Vladimir İlyiç Lenin 22 Nisan 1870'de Çarlık Rusyası döneminde adı Simbirsk olan Ulyanovsk kentinde dünyaya geldi. Babası İlya Nikolayeviç Ulyanovsk, demokratik ve özgür eğitim için mücadele veren bir devlet memuruydu ve annesi Maria Aleksandrovna Ulyanov da yine babası gibi demokrasi için savaşanlar arasında yer alıyordu.
Orta halli öğretmen ailesinin 6 çocuğundan ikincisi olan Lenin'nin atalarının soyu, Rus, Kalmuk, İsveçli hatta Alman Yahudiliğine kadar gidiyor. Lenin, 1886 yılında babasını beyin kanamasından kaybetmesinden kısa bir süre sonra mayıs 1887'de de ağabeyi Aleksandır'ı yitirdi. Lenin'in ağabeyi, Rus Çarı Üçüncü Aleksandır'ın hayatını kaybettiği suikasta katılmaktan suçlu bulunup idam edildi.

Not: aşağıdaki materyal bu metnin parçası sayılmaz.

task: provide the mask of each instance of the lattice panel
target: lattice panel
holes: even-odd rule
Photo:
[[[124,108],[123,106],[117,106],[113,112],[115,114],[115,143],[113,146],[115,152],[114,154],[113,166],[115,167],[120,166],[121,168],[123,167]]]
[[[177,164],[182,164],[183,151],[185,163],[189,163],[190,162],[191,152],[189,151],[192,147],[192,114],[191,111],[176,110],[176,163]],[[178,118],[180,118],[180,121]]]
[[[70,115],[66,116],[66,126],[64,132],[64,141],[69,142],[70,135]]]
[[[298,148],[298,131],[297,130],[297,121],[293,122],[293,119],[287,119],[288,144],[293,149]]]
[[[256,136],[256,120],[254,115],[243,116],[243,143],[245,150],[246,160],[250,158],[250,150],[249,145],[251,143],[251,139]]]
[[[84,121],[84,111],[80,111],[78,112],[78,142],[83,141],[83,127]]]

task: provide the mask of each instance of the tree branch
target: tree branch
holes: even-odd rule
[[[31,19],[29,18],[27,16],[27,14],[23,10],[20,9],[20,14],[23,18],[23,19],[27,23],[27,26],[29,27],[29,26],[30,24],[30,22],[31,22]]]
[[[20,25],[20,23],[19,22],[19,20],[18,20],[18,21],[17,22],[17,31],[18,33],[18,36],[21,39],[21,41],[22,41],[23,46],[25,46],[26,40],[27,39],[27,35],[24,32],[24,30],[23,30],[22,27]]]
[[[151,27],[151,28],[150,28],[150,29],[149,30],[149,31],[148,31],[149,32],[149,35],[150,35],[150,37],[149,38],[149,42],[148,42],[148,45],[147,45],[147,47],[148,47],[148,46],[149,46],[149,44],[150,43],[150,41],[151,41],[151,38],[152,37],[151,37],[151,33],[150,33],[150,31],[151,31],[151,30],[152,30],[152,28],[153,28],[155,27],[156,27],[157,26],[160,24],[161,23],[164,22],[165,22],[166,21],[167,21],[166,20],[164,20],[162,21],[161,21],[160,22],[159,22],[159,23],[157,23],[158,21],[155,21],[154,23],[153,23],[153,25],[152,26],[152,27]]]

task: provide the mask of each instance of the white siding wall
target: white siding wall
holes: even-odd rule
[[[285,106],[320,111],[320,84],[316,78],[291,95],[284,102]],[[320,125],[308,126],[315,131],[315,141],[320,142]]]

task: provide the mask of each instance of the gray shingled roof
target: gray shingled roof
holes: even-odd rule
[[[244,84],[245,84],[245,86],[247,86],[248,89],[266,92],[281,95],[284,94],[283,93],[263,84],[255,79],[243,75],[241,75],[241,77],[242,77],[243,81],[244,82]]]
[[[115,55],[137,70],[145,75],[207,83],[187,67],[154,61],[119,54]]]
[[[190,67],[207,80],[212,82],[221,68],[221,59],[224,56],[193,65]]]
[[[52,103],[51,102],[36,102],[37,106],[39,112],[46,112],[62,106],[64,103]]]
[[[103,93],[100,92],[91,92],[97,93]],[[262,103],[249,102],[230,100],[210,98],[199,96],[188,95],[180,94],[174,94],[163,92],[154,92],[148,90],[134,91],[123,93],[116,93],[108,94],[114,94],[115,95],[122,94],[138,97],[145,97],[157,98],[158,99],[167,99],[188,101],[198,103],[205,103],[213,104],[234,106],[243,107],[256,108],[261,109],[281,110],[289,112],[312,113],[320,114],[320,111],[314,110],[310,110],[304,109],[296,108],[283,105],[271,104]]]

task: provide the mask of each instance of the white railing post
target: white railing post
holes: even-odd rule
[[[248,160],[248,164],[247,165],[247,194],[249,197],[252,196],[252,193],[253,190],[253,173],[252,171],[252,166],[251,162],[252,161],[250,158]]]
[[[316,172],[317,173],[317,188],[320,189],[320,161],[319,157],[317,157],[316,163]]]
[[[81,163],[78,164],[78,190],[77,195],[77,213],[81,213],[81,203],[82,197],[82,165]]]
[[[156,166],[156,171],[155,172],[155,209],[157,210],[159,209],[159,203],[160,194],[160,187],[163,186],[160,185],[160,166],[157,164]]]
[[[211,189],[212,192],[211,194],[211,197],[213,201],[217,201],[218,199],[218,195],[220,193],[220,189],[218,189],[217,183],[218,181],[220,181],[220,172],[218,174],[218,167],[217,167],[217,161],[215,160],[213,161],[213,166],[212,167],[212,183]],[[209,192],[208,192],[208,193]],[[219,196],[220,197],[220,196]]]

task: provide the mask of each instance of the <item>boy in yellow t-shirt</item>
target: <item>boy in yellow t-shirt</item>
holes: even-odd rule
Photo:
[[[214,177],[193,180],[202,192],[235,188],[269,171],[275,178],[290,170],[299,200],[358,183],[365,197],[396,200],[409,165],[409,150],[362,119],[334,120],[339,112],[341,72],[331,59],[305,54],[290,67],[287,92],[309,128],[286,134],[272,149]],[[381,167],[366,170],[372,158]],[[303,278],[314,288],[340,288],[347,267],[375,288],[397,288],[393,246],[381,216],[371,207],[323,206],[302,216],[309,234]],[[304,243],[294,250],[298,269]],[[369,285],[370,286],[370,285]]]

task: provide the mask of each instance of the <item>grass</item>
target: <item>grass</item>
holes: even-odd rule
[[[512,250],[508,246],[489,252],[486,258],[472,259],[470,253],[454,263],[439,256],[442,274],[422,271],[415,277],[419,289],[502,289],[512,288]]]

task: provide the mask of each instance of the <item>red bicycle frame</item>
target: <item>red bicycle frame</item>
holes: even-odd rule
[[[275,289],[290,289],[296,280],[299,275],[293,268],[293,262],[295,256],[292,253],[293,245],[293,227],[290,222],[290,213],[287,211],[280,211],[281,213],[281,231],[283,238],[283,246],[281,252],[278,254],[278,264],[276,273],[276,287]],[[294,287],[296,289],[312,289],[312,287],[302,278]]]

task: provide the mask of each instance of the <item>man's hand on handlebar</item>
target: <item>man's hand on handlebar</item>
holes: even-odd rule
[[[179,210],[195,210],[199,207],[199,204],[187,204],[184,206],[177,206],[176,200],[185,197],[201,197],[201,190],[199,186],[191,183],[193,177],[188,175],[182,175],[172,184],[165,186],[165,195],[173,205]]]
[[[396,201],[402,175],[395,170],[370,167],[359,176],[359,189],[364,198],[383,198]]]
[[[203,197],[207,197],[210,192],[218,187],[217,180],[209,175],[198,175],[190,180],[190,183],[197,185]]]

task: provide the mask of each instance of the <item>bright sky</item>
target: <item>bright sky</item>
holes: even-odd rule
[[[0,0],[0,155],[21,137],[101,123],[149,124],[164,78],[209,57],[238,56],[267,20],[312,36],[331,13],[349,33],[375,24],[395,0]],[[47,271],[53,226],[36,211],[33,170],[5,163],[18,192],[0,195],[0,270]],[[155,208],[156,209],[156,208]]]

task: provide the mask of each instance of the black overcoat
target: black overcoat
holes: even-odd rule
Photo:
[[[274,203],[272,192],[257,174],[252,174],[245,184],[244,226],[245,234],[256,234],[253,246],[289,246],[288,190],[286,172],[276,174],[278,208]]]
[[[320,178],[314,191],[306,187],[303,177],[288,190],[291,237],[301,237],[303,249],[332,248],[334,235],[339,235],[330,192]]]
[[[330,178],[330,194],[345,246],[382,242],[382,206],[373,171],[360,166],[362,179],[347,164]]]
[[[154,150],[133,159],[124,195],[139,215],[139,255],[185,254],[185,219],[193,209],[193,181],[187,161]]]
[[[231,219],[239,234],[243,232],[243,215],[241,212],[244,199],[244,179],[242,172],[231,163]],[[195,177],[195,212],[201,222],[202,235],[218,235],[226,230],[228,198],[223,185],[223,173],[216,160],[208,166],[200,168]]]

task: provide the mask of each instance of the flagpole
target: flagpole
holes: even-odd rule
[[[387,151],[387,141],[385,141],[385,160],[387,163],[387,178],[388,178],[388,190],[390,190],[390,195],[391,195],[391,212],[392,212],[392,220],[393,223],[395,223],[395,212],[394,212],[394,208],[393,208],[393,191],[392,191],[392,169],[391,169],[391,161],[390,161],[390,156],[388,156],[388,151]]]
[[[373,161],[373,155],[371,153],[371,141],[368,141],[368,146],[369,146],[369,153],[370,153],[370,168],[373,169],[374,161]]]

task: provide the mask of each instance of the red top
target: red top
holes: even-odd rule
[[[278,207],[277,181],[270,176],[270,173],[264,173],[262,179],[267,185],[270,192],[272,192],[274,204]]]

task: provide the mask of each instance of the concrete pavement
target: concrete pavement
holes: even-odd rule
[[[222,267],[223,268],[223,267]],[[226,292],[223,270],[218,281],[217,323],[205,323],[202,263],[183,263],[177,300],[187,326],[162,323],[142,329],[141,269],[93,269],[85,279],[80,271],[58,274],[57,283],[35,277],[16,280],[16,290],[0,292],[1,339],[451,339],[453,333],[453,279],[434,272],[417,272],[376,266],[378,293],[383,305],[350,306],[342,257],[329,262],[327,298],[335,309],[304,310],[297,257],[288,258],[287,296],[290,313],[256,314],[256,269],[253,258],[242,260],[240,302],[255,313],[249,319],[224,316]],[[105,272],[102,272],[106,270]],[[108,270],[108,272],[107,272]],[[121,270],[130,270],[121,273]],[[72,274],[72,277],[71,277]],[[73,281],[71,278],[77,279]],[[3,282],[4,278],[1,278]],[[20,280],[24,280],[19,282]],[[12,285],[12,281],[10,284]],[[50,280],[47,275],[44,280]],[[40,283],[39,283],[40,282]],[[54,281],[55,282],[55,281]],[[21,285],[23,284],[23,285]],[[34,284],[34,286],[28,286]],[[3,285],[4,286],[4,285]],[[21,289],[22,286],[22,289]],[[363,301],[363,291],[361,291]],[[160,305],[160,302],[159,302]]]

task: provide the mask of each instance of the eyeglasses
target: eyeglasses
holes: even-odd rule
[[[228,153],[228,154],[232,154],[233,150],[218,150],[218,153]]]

Kız kardeşi Anna'nın da aynı sebepten Karzan yakınlarındaki Kokuçkino kasabasına sürgüne gönderilmesi üzerine Ulyanov ailesi parçalandı ve bu trajediyi yaşayan Lenin'in ilk Sosyalist devleti kuran lider olmasına yol açacak kariyerinin altyapısı oluşmuş oldu.
Ağabeyini kaybettiği yıl liseden mezun olup Kazan Üniversitesi'ne giren Lenin, üniversiteye başlamasından kısa süre sonra Rus Devrimini destekleyen bir öğrenci örgütüne katıldı. 1888-1889 yıllarında hukuk eğitimi devam ederken bir yandan erken dönem Rus edebiyatı konusunda kendini geliştirmeye başladı. Mezuniyetinin ardından Volga Nehri'nin yakınlarında bir Tatar köyü olan Samara'da bir süre avukatlık yapan Lenin 1893 yılında St. Petersburg'a yerleşerek Marksist gruplara katıldı.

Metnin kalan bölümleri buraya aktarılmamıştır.